Smothers gets ready for football

Published 3:23 pm Wednesday, August 20, 2003

By BY LYDIA GRIMES, Feature Writer
It's almost that time of the year. School is back in session and everyone is gearing up for the first high school football game of the season. W.S. Neal High School is all excited because they will be starting the new season with a brand new coach.
Shane Smothers comes from McKenzie High School in Butler County where he led the team to two very successful seasons. They went to the playoffs both years he was the athletic director there and accumulated a 20-3 record. He was one of 62 people who applied for the position of athletic director of W.S. Neal High School. A search committee of six people decided that Smothers was the right one for the job, not only for his winning record, but for his emphasis on academics as well.
Smothers took over the program at Neal this past April and has been preparing for the upcoming season ever since. He is excited about getting off to a good start and trying to bring the team up from a 6-4 season last year.
Smothers has always had sports on his mind. He grew up participating in baseball, football, basketball and track.
He was born in Walker County and raised in the small town of Curry. He was the middle son of three who were raised by his father after a divorce early in his life. His father was always busy providing for the family and Smothers spent a lot of time with his younger brother.
Smothers was very close to his dad. His mother was always there for him but he didn't spend a lot of time with her.
After graduation from Curry High School in 1992, he went to the University of North Alabama in Florence on a football scholarship.
Smothers was the quarterback at UNA and was part of a team that won two national championships in Division II in 1992-1994.
He married after the first year of college to a hometown girl from Curry.
In 1994 during the week of the championship, his first son, Luke, was born. He left college and two years of eligibility to go home to go to work. He got a job at a trailer plant and later moved to an Even-Flo plant making car seats. That job had a bonus of giving him tuition to go back to college. He was also doing some volunteer coaching at his old high school in Curry. He entered Bevill State College and attended until the fall of 1996. In 1996 he began attending Athens State College which was 90 miles away. At the same time he was also working at a WalMart distribution center in Cullman which was 45 miles away. When he was not working and going to college he helped coach at Cullman High School with his former coach.
He graduated from Athens in 1998 with a degree in physical education. By that time he and his wife, Amy, had another son, Landon. He made quite a photograph at graduation with a son in each arm.
After graduation he took a job at Parrish High School but after a year he went back to Curry to coach at the school there. He left there after a year and took a job as assistant coach at Russellville High School. They went to the semi-finals that year and he and his wife added another son, Logan, to their family.
Smothers was very surprised to find that McKenzie High School did want him and offered him the job the very next morning after his interview.
Smothers spent two years at McKenzie. He went there to find a team that had had a very bad record for the previous four years.

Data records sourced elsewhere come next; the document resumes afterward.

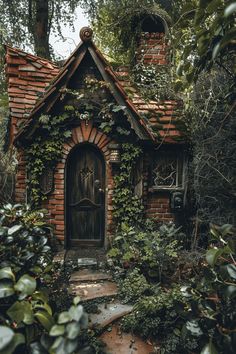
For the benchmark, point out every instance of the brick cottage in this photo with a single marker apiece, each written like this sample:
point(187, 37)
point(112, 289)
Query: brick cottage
point(78, 191)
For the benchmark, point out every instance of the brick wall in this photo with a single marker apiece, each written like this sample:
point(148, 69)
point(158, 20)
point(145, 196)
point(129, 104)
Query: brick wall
point(152, 49)
point(20, 185)
point(55, 203)
point(156, 203)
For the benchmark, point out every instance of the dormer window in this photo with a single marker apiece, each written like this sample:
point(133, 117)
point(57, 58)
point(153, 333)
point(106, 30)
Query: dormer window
point(168, 171)
point(153, 24)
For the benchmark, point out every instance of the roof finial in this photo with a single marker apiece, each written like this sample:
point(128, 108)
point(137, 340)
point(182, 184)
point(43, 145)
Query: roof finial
point(86, 34)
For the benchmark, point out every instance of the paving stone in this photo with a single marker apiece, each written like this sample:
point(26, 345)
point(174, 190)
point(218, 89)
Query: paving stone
point(85, 262)
point(89, 291)
point(108, 313)
point(59, 257)
point(89, 275)
point(124, 343)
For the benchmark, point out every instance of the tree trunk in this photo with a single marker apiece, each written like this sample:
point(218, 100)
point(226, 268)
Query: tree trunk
point(41, 29)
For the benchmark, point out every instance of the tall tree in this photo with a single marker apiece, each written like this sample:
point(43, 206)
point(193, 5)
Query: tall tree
point(30, 22)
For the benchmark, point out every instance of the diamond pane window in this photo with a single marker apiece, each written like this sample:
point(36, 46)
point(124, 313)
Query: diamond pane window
point(168, 172)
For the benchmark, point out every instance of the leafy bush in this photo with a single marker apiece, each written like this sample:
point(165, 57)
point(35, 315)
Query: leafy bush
point(24, 239)
point(27, 321)
point(154, 252)
point(133, 286)
point(210, 303)
point(153, 315)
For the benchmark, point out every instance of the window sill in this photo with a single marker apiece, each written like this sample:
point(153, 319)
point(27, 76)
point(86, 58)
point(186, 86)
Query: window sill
point(164, 189)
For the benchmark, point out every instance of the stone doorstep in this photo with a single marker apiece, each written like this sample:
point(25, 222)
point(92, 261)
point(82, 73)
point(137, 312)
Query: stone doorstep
point(108, 314)
point(89, 275)
point(89, 291)
point(87, 262)
point(124, 343)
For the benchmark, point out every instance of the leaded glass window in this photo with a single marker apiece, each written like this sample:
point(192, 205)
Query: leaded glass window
point(167, 171)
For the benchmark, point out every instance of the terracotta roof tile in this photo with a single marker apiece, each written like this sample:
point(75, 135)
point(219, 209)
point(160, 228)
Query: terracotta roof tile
point(27, 76)
point(163, 116)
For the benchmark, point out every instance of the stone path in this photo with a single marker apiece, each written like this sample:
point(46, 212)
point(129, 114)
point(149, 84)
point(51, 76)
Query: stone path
point(91, 284)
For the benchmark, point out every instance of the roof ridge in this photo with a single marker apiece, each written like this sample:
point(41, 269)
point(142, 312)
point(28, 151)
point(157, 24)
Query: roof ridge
point(32, 56)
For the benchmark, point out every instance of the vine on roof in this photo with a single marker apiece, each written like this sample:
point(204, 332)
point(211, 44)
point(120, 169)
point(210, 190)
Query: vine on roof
point(128, 207)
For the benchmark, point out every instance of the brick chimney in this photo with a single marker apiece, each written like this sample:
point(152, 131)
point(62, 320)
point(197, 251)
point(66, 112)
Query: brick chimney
point(152, 45)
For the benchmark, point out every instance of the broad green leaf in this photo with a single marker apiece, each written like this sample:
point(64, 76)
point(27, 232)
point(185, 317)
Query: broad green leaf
point(230, 9)
point(194, 328)
point(37, 348)
point(57, 330)
point(56, 344)
point(209, 349)
point(26, 285)
point(21, 311)
point(40, 295)
point(230, 291)
point(46, 341)
point(72, 330)
point(71, 345)
point(6, 288)
point(212, 7)
point(6, 336)
point(231, 269)
point(64, 317)
point(76, 312)
point(6, 273)
point(14, 229)
point(45, 319)
point(17, 340)
point(43, 306)
point(76, 300)
point(212, 255)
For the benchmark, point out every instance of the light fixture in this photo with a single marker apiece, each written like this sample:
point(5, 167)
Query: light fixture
point(114, 153)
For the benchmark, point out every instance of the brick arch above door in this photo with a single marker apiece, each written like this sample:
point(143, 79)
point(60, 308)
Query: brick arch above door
point(85, 133)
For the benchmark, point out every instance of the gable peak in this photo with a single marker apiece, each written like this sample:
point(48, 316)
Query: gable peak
point(86, 34)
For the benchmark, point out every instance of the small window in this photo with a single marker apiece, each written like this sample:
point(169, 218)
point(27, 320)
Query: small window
point(168, 171)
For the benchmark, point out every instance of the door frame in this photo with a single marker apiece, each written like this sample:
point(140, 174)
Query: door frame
point(88, 244)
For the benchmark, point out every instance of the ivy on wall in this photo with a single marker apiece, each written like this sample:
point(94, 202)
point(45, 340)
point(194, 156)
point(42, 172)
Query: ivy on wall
point(45, 152)
point(128, 207)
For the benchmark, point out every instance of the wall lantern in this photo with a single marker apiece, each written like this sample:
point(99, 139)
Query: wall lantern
point(114, 153)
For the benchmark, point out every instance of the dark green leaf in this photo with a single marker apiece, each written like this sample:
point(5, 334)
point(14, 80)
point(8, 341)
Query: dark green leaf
point(57, 330)
point(194, 328)
point(6, 273)
point(64, 317)
point(212, 255)
point(6, 288)
point(6, 336)
point(45, 319)
point(76, 312)
point(14, 229)
point(231, 269)
point(230, 9)
point(73, 330)
point(26, 285)
point(209, 349)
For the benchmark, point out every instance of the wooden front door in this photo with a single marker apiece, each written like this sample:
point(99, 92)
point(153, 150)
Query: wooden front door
point(85, 198)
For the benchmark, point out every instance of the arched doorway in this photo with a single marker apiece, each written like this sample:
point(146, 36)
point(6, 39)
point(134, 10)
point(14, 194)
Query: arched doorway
point(85, 197)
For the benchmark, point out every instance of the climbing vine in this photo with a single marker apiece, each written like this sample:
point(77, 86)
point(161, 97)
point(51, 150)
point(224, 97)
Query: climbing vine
point(128, 207)
point(45, 152)
point(91, 100)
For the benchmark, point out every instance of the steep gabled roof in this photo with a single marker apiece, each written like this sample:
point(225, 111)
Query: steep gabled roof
point(53, 94)
point(28, 76)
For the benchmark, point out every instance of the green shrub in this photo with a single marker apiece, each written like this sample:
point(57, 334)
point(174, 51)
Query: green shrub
point(154, 252)
point(133, 287)
point(210, 305)
point(27, 321)
point(24, 239)
point(153, 315)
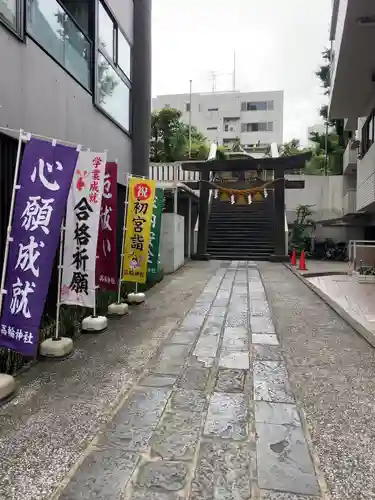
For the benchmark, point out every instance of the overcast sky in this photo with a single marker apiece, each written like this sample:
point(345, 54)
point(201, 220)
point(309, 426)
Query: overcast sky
point(278, 46)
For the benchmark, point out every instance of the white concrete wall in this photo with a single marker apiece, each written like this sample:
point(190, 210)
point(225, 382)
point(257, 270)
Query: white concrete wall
point(172, 251)
point(229, 106)
point(325, 193)
point(366, 179)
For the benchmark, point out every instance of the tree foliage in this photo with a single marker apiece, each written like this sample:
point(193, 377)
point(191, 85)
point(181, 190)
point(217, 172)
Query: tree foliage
point(170, 138)
point(324, 75)
point(291, 148)
point(334, 153)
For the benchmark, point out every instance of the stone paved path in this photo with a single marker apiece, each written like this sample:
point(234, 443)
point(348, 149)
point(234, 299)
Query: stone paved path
point(194, 396)
point(214, 418)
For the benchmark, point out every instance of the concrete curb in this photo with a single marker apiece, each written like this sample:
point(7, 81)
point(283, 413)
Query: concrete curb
point(360, 329)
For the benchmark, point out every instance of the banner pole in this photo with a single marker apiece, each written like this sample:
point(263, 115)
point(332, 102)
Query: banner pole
point(10, 219)
point(59, 280)
point(128, 176)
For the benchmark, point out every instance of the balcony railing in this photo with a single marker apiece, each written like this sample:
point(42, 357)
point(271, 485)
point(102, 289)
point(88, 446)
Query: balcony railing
point(53, 29)
point(350, 202)
point(350, 157)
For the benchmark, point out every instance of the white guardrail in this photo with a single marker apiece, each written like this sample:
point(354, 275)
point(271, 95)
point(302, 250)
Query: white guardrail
point(354, 246)
point(169, 172)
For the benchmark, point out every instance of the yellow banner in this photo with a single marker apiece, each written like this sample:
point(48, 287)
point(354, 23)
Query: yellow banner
point(138, 227)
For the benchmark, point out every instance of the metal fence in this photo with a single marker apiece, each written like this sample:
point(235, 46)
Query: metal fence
point(169, 172)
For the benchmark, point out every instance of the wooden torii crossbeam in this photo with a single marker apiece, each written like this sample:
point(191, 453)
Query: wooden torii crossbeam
point(279, 165)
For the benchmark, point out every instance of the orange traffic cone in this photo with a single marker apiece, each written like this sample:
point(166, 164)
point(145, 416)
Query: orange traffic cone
point(302, 262)
point(293, 260)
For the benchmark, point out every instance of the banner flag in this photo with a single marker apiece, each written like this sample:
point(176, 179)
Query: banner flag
point(138, 225)
point(45, 177)
point(106, 264)
point(81, 231)
point(153, 268)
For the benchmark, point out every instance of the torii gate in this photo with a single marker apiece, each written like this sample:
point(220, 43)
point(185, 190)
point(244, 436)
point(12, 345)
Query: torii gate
point(279, 165)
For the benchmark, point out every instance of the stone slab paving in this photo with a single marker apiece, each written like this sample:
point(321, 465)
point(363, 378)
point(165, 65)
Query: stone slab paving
point(59, 408)
point(332, 372)
point(213, 417)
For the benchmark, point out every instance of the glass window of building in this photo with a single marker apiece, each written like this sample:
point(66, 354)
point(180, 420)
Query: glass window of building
point(106, 32)
point(52, 26)
point(124, 55)
point(113, 75)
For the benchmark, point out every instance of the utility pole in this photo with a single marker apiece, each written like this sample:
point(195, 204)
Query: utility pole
point(191, 86)
point(326, 151)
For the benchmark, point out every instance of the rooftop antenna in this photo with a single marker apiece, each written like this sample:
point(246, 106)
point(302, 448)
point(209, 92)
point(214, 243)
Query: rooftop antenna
point(213, 78)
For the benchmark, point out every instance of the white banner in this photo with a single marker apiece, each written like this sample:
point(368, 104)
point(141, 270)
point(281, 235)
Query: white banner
point(81, 233)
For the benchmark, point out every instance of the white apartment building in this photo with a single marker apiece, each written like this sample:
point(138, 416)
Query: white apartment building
point(253, 117)
point(353, 99)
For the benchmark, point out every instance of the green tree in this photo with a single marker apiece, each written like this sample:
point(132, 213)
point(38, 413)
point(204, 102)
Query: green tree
point(334, 152)
point(324, 75)
point(291, 148)
point(170, 138)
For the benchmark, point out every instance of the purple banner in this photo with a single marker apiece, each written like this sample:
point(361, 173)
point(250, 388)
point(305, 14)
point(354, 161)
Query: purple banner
point(45, 177)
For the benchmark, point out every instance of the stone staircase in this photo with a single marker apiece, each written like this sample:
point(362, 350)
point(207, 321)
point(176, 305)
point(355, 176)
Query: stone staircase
point(241, 232)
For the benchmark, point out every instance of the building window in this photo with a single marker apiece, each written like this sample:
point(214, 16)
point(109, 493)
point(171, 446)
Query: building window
point(113, 95)
point(11, 14)
point(368, 133)
point(106, 32)
point(257, 106)
point(257, 127)
point(113, 88)
point(124, 54)
point(53, 28)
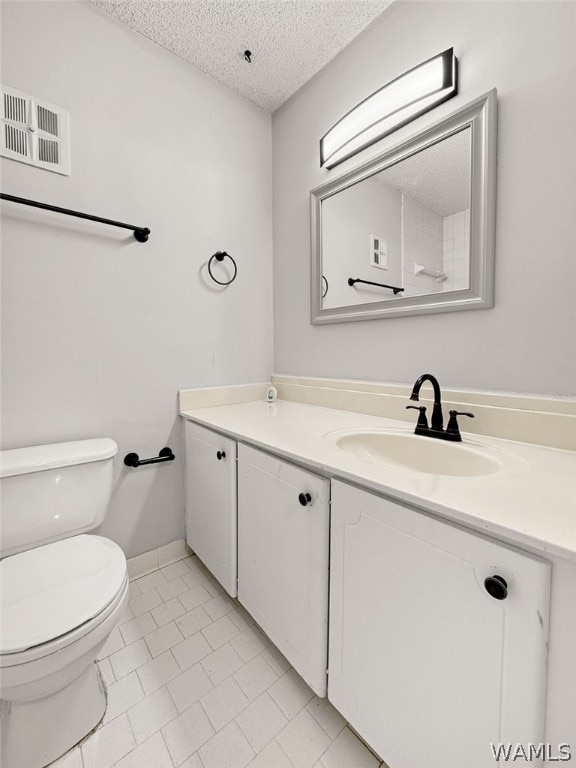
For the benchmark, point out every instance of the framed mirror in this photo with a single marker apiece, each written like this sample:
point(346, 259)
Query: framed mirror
point(412, 230)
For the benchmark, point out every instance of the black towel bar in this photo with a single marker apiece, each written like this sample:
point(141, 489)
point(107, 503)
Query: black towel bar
point(353, 280)
point(140, 233)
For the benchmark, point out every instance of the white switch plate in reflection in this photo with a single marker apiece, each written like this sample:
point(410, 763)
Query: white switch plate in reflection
point(378, 252)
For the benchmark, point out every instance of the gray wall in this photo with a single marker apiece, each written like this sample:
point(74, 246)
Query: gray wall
point(526, 343)
point(99, 330)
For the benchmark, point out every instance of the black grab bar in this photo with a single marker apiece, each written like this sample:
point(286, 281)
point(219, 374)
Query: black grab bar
point(133, 460)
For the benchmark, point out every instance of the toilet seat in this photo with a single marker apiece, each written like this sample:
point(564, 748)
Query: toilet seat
point(53, 594)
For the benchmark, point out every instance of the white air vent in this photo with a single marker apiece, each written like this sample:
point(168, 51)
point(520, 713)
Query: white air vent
point(34, 131)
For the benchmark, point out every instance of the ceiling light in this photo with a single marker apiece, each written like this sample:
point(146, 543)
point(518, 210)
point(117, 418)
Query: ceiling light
point(392, 106)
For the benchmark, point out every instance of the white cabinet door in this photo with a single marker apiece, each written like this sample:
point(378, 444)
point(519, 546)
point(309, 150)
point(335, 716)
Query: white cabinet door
point(283, 558)
point(211, 516)
point(426, 665)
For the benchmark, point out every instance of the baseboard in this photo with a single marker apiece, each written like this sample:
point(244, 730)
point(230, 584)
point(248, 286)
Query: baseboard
point(157, 558)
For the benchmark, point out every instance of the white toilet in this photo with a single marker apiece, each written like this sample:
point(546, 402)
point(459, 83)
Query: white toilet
point(61, 594)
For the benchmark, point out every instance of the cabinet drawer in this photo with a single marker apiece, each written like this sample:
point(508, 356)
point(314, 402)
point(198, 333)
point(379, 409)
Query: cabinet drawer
point(283, 558)
point(211, 510)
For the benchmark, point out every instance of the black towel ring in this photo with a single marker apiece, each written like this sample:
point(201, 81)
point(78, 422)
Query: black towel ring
point(219, 256)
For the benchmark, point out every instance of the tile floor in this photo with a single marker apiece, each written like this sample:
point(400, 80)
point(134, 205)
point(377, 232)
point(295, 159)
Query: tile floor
point(193, 683)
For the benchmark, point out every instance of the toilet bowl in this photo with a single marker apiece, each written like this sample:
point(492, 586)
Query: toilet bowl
point(59, 602)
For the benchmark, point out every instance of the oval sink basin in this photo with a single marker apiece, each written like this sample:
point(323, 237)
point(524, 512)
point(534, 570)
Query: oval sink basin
point(420, 454)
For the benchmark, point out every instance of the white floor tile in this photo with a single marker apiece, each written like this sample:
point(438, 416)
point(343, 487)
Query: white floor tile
point(255, 677)
point(153, 753)
point(130, 658)
point(154, 579)
point(193, 621)
point(261, 721)
point(106, 671)
point(196, 575)
point(291, 693)
point(220, 632)
point(138, 627)
point(192, 762)
point(72, 759)
point(348, 750)
point(163, 639)
point(113, 644)
point(194, 597)
point(304, 740)
point(108, 744)
point(219, 606)
point(151, 714)
point(158, 672)
point(142, 603)
point(189, 687)
point(169, 611)
point(250, 643)
point(176, 569)
point(187, 733)
point(122, 695)
point(222, 663)
point(171, 589)
point(276, 660)
point(191, 651)
point(224, 702)
point(228, 749)
point(322, 711)
point(273, 756)
point(214, 587)
point(241, 618)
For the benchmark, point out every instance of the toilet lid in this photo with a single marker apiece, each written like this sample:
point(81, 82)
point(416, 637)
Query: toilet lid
point(51, 590)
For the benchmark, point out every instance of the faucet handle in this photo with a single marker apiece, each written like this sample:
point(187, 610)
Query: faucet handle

The first year they went 9-1 and the second year 10-0. They made the playoffs both years he was there with a record of 21-3.
His work got him noticed and he interviewed at Andalusia but that job did not pan out. That is when he received his first letter from Phillip Ellis at W.S. Neal. He sent in a resume and received another letter from Ellis along with an application. He hesitated about sending in the application although he did fill it out and Ellis telephoned him about the job. He decided to come for an interview and the rest, as they say, is history.
He is very excited about being in this area and having the opportunity to coach at Neal.